Jumpstarting Development
OK, this is a very developer centric view. I often find I get bogged down designing the UI, and focusing on little details too early. Instead, with the view model pattern, I can focus on wring the logic of the app and simply not care about the UI. Throw in RIA Services, and I can build the server portion of my app as well, and have the view model call into it, and get a generally working end-to-end app before writing any XAML.
Updated: A Pattern that Scales, and Lets You Scale
Do read the first comment below, from Darren Oster. It captures an essential element of why, which I'll summarize - as a pattern it applies to small projects and works well with complementary patterns like dependency injection, etc. when working on larger projects. And even more importantly, it lets you scale better, by allowing you to focus on one portion of your application at a time.
As mentioned, I also want to briefly mention some early ideas I have in the back of mind, for how view models help address some more fundamental problems, or can improve the application development workflow, should the ViewModel pattern indeed become mainstream over time.
Making Async Simpler
Async programming is hard, and the natural desire is to simply avoid asynchronous work and instead do things synchronously. This has the problem of getting in the way of responsive UI. What if all application-specific work could be done on a background thread where it was free to block, while freeing up the UI to process input, animate, and paint?
To add to that, there is an increasing desire to do more work concurrently to leverage many-core hardware. But that just made the async problem even harder. What if multiple bits of interesting application work can be moved to multiple background threads.
Essentially, what I'm getting at is what if view models were run in the background? They're already decoupled from the view, and so they shouldn't need to touch any UI objects. The interface between the view and view model (as shown in the diagram above) - the bindings, actions and triggers could take care of marshalling across threads. The nice thing is they're all system/platform code and so most app developers don't need to care about the details. Instead they get to focus on their application logic housed within view models.

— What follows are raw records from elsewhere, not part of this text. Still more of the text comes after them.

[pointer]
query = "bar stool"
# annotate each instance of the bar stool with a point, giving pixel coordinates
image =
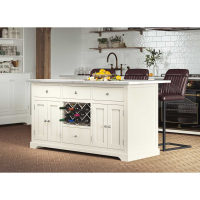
(112, 71)
(171, 92)
(137, 74)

Integrating Prototyping into Application Development
Sketchflow is a great tool to quickly prototype the screens of the application. It facilitates iteration, experimentation, and collecting feedback by designers, developers in conjunction with actual customers/users of the application.
The output of the sketchflow and prototyping effort is a blue print for the application's user interface. But it can be more. What if it is also effectively constructing the contract exposed by the view model? What if the output is an interface that the developer of the view model must implement, and that the designer can assume and design the actual view around?